Nordkorea mit 615-Millionen-Dollar-Kryptoraub in Verbindung gebracht, sagen die USA

Eine Fotoillustration, die die nordkoreanische Flagge und einen Computerhacker zeigt.

Budrul Chukrut | Sopa-Bilder | leichte Rakete | Getty Images

Das staatlich unterstützte nordkoreanische Hacking-Kollektiv Lazarus Group ist mit einem massiven Kryptowährungs-Hack verbunden, der zum Diebstahl von digitalen Vermögenswerten im Wert von 615 Millionen US-Dollar führte, behaupten US-Beamte.

Das Office of Foreign Assets Control des Finanzministeriums kündigte am Donnerstag neue Sanktionen gegen eine Ethereum-Wallet an, die Lazarus gehört.

Laut Krypto-Forschern enthält die identifizierte Brieftasche Gelder im Zusammenhang mit einem Angriff auf das Ronin-Netzwerk, das das beliebte Blockchain-Spiel Axie Infinity unterstützt. Bei dem Angriff wurden Ether- und USDC-Token im Wert von mehr als 600 Millionen Dollar gestohlen.
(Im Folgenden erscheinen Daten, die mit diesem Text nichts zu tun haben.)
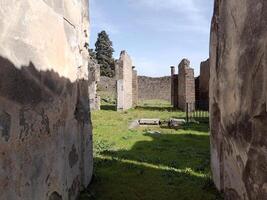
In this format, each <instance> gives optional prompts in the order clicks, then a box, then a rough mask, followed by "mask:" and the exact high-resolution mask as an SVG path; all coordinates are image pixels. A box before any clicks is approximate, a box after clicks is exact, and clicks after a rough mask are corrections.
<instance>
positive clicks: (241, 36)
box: [210, 0, 267, 200]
Hacker nutzen eine sogenannte Blockchain-„Brücke“, die es Benutzern ermöglicht, ihre digitalen Assets von einem Krypto-Netzwerk zu einem anderen zu übertragen. Bridges sind ein immer beliebteres Werkzeug in der schnell wachsenden Welt der „dezentralisierten Finanzen“ oder DeFi.

Die neu angekündigten Sanktionen verbieten US-Personen und -Unternehmen, Transaktionen mit dem identifizierten Ethereum-Konto durchzuführen, um sicherzustellen, dass die Hacker keine Gelder „auszahlen“ können, die sie möglicherweise bei amerikanischen Krypto-Börsen halten, sagte das Blockchain-Analyseunternehmen Elliptic in einem Blogbeitrag.

Chainalysis, eine weitere Krypto-Forschungsgruppe, sagte, die Zuschreibung an Lazarus unterstreiche die Bedeutung, „wie mit der DVRK verbundene Bedrohungsakteure Krypto ausnutzen, und eine bessere Sicherheit für DeFi-Protokolle“.

Lazarus, das vermutlich vom nordkoreanischen Staat betrieben wird, wurde im Laufe der Jahre mit mehreren großen Cyberangriffen in Verbindung gebracht, darunter ein Hack auf Sony Pictures im Jahr 2014 und die WannaCry-Ransomware-Angriffe im Jahr 2017.

Laut Cybersicherheitsexperten hat Nordkorea bei zahlreichen Gelegenheiten versucht, Krypto zu verwenden, um US-Sanktionen zu umgehen, und Bedenken hinsichtlich der möglichen Verwendung digitaler Vermögenswerte zur Umgehung russischer Sanktionen inmitten des Ukraine-Krieges geäußert.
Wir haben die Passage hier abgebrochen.